Março de 2006: adolescente de 16 anos é acusado de abusar da prima de apenas 2. Maio: pastor, 38, abusa de menina de 10 anos. Julho: pai é preso após beijar filha de 6 anos na boca. Agosto: aposentado é acusado de violentar garoto de 12 anos. Notícias veiculadas pelo jornal no ano passado retratam um pouco das estatísticas de assédio e abuso sexual em Franca. Oficialmente, pelo balanço apresentado pelo Conselho Tutelar, foram 33 casos.
A média registrada de três ocorrências por mês, porém, não condiz com a realidade. “O número de casos é muito maior.
Sabemos que várias ocorrências não são denunciadas. As vítimas costumam camuflar o problema porque geralmente acontece dentro da família e elas não querem ‘expor’ a situação”, ressalta o conselheiro tutelar Lucas Verzola.
As agressões às vítimas incluem as “cantadas”, convite para dormir junto, passada de mão, carícias nos seios, pernas e partes íntimas e vão até o estupro. O palco escolhido para as ações, em 99% delas, é a própria residência dos menores. E pior: os autores são conhecidos que, na maioria das vezes, estavam incumbidos de cuidar deles. Pais, padrastos, tios, primos, irmãos e até avôs assediam e abusam de menores. “Isso mostra como é difícil prevenir esse tipo de crime. Os autores são ‘pessoas de confiança’. No ano passado, atendi a mãe de uma criança abusada pelo próprio avô que ficou muito abalada e nos questionava ‘como poderia desconfiar do meu próprio pai?’”, disse Ely Vitoriano, conselheira tutelar.
Os crimes são praticados por pessoas de todas as classes sociais, em bairros diversos, contra meninas e meninos, sejam eles jovens, crianças ou mesmo bebês.
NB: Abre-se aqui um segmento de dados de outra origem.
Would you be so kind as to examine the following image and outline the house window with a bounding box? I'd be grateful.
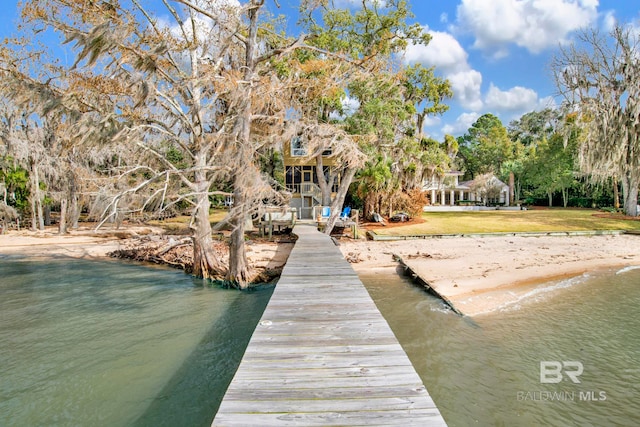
[285,166,302,193]
[291,136,307,157]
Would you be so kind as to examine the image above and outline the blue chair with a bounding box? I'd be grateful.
[340,206,351,220]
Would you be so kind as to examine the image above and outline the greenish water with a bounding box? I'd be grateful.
[361,269,640,427]
[0,257,272,426]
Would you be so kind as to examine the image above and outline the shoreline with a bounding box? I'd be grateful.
[340,235,640,316]
[0,225,293,283]
[5,226,640,316]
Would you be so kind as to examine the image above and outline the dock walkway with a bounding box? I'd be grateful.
[212,224,446,427]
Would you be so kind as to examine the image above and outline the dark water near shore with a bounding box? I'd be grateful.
[0,257,640,427]
[0,257,272,426]
[361,269,640,427]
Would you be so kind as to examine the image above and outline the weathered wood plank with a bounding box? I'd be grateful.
[213,225,446,427]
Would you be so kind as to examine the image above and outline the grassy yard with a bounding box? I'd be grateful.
[375,209,640,236]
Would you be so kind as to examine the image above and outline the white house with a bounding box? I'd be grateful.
[422,171,509,206]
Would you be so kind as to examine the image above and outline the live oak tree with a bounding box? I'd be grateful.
[552,25,640,216]
[5,0,294,287]
[296,0,450,233]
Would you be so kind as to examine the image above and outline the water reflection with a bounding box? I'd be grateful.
[0,257,272,426]
[361,270,640,426]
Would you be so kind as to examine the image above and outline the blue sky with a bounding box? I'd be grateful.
[0,0,640,140]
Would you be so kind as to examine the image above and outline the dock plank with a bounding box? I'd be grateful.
[212,224,446,427]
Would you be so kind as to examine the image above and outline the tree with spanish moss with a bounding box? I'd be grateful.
[552,24,640,216]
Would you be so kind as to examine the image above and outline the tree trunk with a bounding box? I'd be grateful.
[31,161,44,231]
[324,168,356,234]
[621,172,640,216]
[316,153,332,206]
[509,171,516,206]
[58,197,67,234]
[227,0,264,289]
[613,175,620,210]
[191,179,224,279]
[227,183,250,289]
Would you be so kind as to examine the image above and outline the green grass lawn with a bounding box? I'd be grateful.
[375,209,640,236]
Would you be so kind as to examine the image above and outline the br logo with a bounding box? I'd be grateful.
[540,360,584,384]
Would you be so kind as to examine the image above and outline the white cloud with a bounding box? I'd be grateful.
[485,83,538,112]
[404,31,469,74]
[447,70,483,111]
[404,31,482,110]
[442,113,480,136]
[457,0,598,57]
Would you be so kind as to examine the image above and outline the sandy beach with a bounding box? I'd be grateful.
[5,226,640,316]
[340,235,640,316]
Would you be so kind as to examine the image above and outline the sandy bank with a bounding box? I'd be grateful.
[0,226,293,282]
[340,235,640,316]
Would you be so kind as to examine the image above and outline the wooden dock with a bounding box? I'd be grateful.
[212,224,446,427]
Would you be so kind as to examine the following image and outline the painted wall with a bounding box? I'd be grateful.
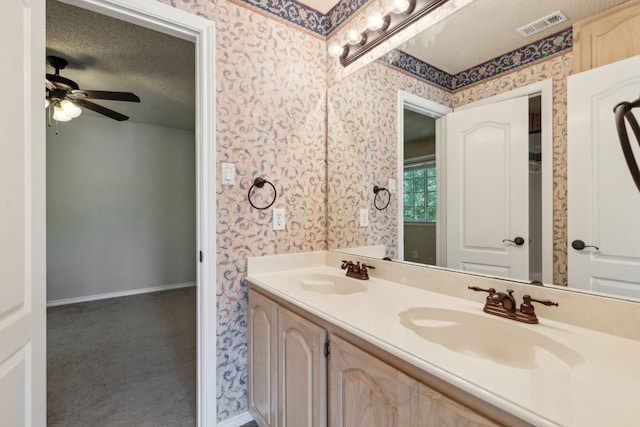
[47,114,196,301]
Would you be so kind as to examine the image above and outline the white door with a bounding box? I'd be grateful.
[446,96,529,280]
[0,0,46,427]
[567,56,640,298]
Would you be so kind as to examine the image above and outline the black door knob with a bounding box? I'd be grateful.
[502,237,524,246]
[571,240,600,251]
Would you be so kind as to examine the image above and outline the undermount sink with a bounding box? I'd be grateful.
[291,274,367,295]
[400,307,583,369]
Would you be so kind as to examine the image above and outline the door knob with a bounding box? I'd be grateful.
[571,240,600,251]
[502,237,524,246]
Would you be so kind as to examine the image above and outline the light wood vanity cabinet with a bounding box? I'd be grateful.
[329,335,418,427]
[418,384,498,427]
[247,289,504,427]
[573,1,640,74]
[247,289,327,427]
[278,307,327,427]
[247,290,279,427]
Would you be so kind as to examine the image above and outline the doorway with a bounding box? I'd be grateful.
[45,0,217,425]
[397,91,451,265]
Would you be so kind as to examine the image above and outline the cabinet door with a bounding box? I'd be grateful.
[247,289,278,427]
[573,1,640,74]
[278,307,327,427]
[418,384,498,427]
[329,335,418,427]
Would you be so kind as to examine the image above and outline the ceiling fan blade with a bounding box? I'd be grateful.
[73,99,129,122]
[71,89,140,102]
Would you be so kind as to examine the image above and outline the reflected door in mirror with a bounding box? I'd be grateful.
[446,97,529,280]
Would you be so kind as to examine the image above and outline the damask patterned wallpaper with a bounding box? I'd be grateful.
[327,61,451,258]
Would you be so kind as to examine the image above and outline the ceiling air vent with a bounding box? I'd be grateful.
[516,11,567,37]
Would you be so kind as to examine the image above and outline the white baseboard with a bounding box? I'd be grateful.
[47,282,196,307]
[217,412,253,427]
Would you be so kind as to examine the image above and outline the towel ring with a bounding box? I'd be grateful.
[373,185,391,211]
[613,98,640,191]
[247,177,278,210]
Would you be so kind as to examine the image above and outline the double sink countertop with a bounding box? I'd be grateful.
[247,252,640,426]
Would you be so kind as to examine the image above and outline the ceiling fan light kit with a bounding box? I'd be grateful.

Uma das histórias que mais chocaram se tornou pública apenas na semana retrasada, mas teria acontecido em julho de 2006. O padre Juscelino de Oliveira, 38, é acusado de ter estuprado a prima (com 10 anos na época) durante férias em Franca, na casa dela, no Jardim Aeroporto. Ele atua em São Paulo.
A garota não contou para os pais. Eles ficaram sabendo e puderam denunciar o crime somente em outubro depois da filha ter narrado para uma amiguinha a transa com Juscelino e a mãe da colega ter levado o fato ao conhecimento da família. A DDM (Delegacia de Defesa da Mulher) investiga o caso. O padre foi indiciado por estupro e responderá também por atentado violento ao pudor. Juscelino continuará suspenso da Paróquia de Santa Edwiges, de São Paulo, até as investigações serem concluídas.
DESCOBERTA
Os casos dos quais o Conselho Tutelar toma conhecimento são denunciados por anônimos, pelos próprios pais que percebem sangramentos ou marcas no corpo dos filhos, especialmente na hora do banho ou de trocá-los, e por médicos. Se suspeitam de abuso, os profissionais fazem exame e, se confirmarem a agressão, acionam os conselheiros tutelares. “Fazemos boletim de ocorrência, solicitamos outro exame e tomamos providências. A primeira atitude é abrigar a vítima, afastando-a do suposto agressor. Depois a delegacia investiga a ocorrência para punir o autor”, disse o conselheiro Lucas Verzola.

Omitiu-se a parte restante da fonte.